The Symposium will commence with an Introductory Note by Professor Albert. This will be followed by five book reviews. In the first review, Professor Milton César Jiménez Ramírez (Research Professor in Public Law, Universidad de Caldas, Colombia) asks a fundamental question on constitutionalism — ‘to whom does the constitution belong’? Professor Ramírez asserts that as citizens, we are on the cusp of an opportunity to build better democracies; ones capable of carrying out and respecting the constitution, ones that transform the myth of sovereignty into concrete opportunities for citizen decision-making. Ms Kritika Vohra (Bob Hepple Equality Law Fellow – Equal Rights Trust; Graduate – Harvard Law School and WBNUJS) extends this inquiry to ask whether profitable alternatives exist to judicial review of constitutional amendments, since the latter is often characterised by a democratic deficit. Next, Mr Simon Drugda (Ph.D. Candidate, University of Copenhagen, Denmark) highlights important concerns of constitutionalism in a digital era, focusing his inquiry on how the digital age will change the way we read and understand constitutions.
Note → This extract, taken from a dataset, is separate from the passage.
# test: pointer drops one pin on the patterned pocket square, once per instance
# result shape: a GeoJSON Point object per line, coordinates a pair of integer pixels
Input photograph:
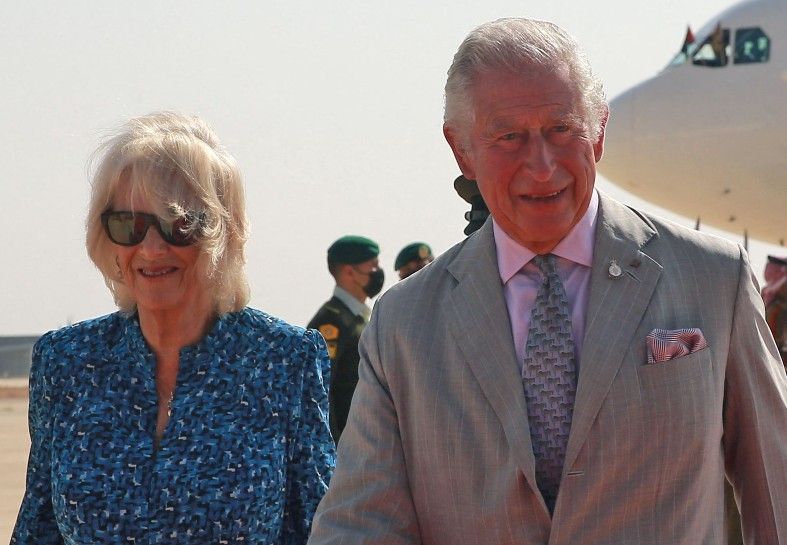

Our next reviewer, Ms M. Paz Avila (Ph.D. candidate, University of Texas, Austin), probes the distinction introduced by Prof. Albert between a constitutional amendment and a constitutional dismemberment. What is pressing about Avila’s question is her challenge to scholars to explain the significance of maintaining legal continuity — or breaking it — when making a transformative constitutional change. In the final review, Professor Malkhaz Nakashidze (Jean Monnet Chair on Democracy, Rule of Law and Human Rights – Batumi Shota Rustaveli State University, Georgia) takes up Ms Avila’s question. He draws from his own jurisdiction, the Republic of Georgia, to argue that the ruling party passed a constitutional dismemberment — not a mere constitutional amendment — when it reformed the constitution this past decade. Professor Nakashidze raises a crucial question for scholars of constitutional change: how do we protect the constitution from its legal but illegitimate replacement? The Symposium will conclude with Professor Richard Albert’s response to the five reviews above.
We hope the contributions and exchanges between these constitutional stalwarts resolve theoretical and practical dilemmas on constitutional amendments, and meaningfully advance Indian legal discourse on the subject.